Elle tombe de sa chaise, entraînant dans sa chute un bac à stylos, son smartphone et une ribambelles de papiers qui vont se noyer dans le sang de Sabrina. Ses lunettes rouges tombent aussi dans la flaque qui s’étend rapidement. Tu les écrases d’un coup de botte rageur, te plies en deux, t’empares du smartphone et l’éventres contre un coin de la table avant d’en laisser retomber les débris.
Te penchant de nouveau, tu ramasses la chiffonnette jaune et la force dans la bouche de Florette. Ceci fait, tu te saisis d’un rouleau de ruban adhésif sur une étagère et en bâillonnes de plusieurs tours ta victime évanouie en jubilant :
– Toi, tu vas souffrir, salope !
En se décollant du rouleau, l’adhésif émet un son de crécelle, à la fois craquant et grinçant : Skriiiiiiitch…. Skriiitch…

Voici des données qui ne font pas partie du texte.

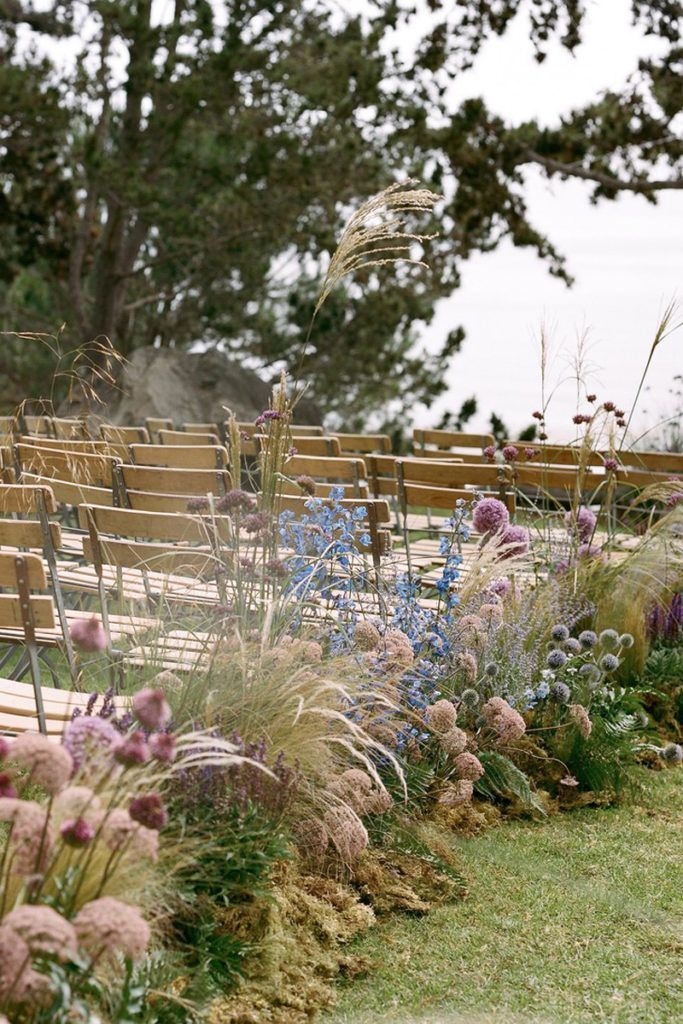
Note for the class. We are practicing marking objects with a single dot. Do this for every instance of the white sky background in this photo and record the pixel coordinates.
(626, 256)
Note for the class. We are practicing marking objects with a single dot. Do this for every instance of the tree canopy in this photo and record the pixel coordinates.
(181, 178)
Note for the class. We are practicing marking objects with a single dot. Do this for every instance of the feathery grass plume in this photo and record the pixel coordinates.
(374, 236)
(648, 577)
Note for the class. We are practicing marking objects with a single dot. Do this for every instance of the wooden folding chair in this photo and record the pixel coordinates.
(445, 443)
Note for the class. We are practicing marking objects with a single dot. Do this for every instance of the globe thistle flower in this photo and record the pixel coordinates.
(609, 638)
(7, 787)
(44, 931)
(441, 716)
(489, 516)
(556, 658)
(454, 741)
(148, 810)
(31, 835)
(162, 745)
(504, 720)
(458, 793)
(307, 484)
(515, 541)
(367, 636)
(89, 737)
(470, 697)
(580, 717)
(14, 960)
(152, 709)
(584, 523)
(49, 765)
(107, 927)
(559, 633)
(560, 692)
(673, 754)
(132, 750)
(88, 635)
(346, 832)
(468, 766)
(311, 838)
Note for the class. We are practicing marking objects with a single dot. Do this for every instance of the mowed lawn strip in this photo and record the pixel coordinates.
(575, 920)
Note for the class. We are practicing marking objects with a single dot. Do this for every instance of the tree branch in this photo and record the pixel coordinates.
(607, 180)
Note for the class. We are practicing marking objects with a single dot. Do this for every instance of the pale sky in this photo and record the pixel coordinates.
(626, 256)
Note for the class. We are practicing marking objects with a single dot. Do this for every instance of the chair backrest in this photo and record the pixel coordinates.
(329, 472)
(185, 438)
(164, 480)
(124, 435)
(179, 456)
(364, 443)
(70, 428)
(325, 446)
(438, 443)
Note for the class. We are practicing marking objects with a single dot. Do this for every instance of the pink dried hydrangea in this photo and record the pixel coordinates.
(89, 737)
(346, 832)
(584, 523)
(515, 541)
(466, 663)
(31, 835)
(441, 716)
(49, 765)
(468, 766)
(580, 717)
(454, 741)
(152, 709)
(107, 927)
(119, 832)
(43, 930)
(88, 634)
(367, 636)
(489, 516)
(507, 722)
(458, 793)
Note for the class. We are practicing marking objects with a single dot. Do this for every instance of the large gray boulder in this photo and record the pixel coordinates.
(189, 387)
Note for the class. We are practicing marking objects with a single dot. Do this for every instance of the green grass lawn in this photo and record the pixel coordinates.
(571, 921)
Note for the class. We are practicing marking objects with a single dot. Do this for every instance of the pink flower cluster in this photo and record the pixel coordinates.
(504, 720)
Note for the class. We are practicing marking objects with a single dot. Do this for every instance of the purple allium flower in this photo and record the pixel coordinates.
(556, 658)
(132, 750)
(152, 709)
(148, 810)
(6, 787)
(559, 633)
(162, 745)
(77, 832)
(88, 634)
(584, 522)
(560, 692)
(489, 516)
(88, 736)
(515, 540)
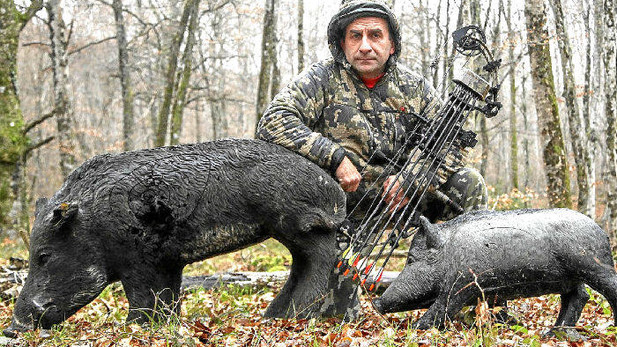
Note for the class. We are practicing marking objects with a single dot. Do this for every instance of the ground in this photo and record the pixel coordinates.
(231, 316)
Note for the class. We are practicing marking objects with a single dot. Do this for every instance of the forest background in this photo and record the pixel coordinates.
(80, 78)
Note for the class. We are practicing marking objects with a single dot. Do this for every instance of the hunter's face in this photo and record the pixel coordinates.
(367, 45)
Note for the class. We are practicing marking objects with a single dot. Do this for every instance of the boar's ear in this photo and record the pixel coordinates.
(433, 237)
(40, 203)
(64, 214)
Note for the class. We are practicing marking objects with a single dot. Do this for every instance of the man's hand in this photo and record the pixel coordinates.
(395, 194)
(348, 176)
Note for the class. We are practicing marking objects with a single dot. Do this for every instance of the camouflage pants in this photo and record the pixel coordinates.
(465, 187)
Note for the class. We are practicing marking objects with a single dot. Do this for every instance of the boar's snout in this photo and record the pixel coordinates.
(16, 328)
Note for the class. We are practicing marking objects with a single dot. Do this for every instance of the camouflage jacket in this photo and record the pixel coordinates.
(328, 113)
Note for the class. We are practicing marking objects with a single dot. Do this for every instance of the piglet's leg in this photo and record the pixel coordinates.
(606, 284)
(153, 294)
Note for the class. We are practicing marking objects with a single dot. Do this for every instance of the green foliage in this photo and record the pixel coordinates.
(270, 263)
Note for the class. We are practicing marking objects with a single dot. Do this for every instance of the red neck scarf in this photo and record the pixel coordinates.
(370, 82)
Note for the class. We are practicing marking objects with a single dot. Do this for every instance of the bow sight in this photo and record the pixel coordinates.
(437, 134)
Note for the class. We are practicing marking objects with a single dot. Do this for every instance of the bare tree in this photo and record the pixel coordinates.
(577, 127)
(128, 119)
(512, 77)
(181, 88)
(269, 75)
(300, 35)
(591, 135)
(546, 105)
(62, 105)
(610, 65)
(14, 141)
(170, 74)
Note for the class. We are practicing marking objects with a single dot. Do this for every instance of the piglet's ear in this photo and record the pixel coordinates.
(64, 214)
(433, 236)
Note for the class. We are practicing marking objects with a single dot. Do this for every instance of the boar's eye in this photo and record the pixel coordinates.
(43, 258)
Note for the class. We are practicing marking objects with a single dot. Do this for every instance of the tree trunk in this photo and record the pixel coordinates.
(180, 101)
(577, 128)
(170, 75)
(555, 159)
(513, 129)
(435, 64)
(526, 130)
(446, 59)
(268, 74)
(589, 124)
(13, 139)
(128, 118)
(62, 104)
(610, 90)
(300, 35)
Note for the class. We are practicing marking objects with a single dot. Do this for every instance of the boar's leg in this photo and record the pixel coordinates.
(447, 304)
(604, 281)
(572, 304)
(153, 294)
(312, 288)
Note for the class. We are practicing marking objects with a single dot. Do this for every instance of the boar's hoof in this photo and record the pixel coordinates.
(504, 317)
(564, 333)
(9, 332)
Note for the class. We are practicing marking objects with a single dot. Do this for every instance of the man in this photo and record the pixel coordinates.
(340, 112)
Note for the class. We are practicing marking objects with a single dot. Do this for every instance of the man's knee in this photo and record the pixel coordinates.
(467, 188)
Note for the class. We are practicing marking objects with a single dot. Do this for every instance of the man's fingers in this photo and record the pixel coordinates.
(348, 176)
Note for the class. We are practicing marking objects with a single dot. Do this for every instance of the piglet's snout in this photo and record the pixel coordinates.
(41, 304)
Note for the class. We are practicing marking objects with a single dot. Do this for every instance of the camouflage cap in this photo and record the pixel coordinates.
(352, 10)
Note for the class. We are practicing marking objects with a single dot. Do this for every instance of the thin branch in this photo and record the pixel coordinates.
(35, 43)
(38, 121)
(88, 45)
(215, 8)
(35, 6)
(38, 145)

– Oh oui, toi, tu vas morfler…
Le sang de Sabrina s’est maintenant répandu sur tout le lino. Tes bottes et le corps inanimé de Florette pataugent dedans. Tu n’en finis pas d’entourer la tête de scotch en continuant à murmurer tes menaces entre tes dents.
– Grosse pute, toi tu vas prendre cher…
Skriiiitch…
Skriiiiitch…
– Tu vas souffrir…
SKRIIIIITCH…
– Souffrir !
(À suivre)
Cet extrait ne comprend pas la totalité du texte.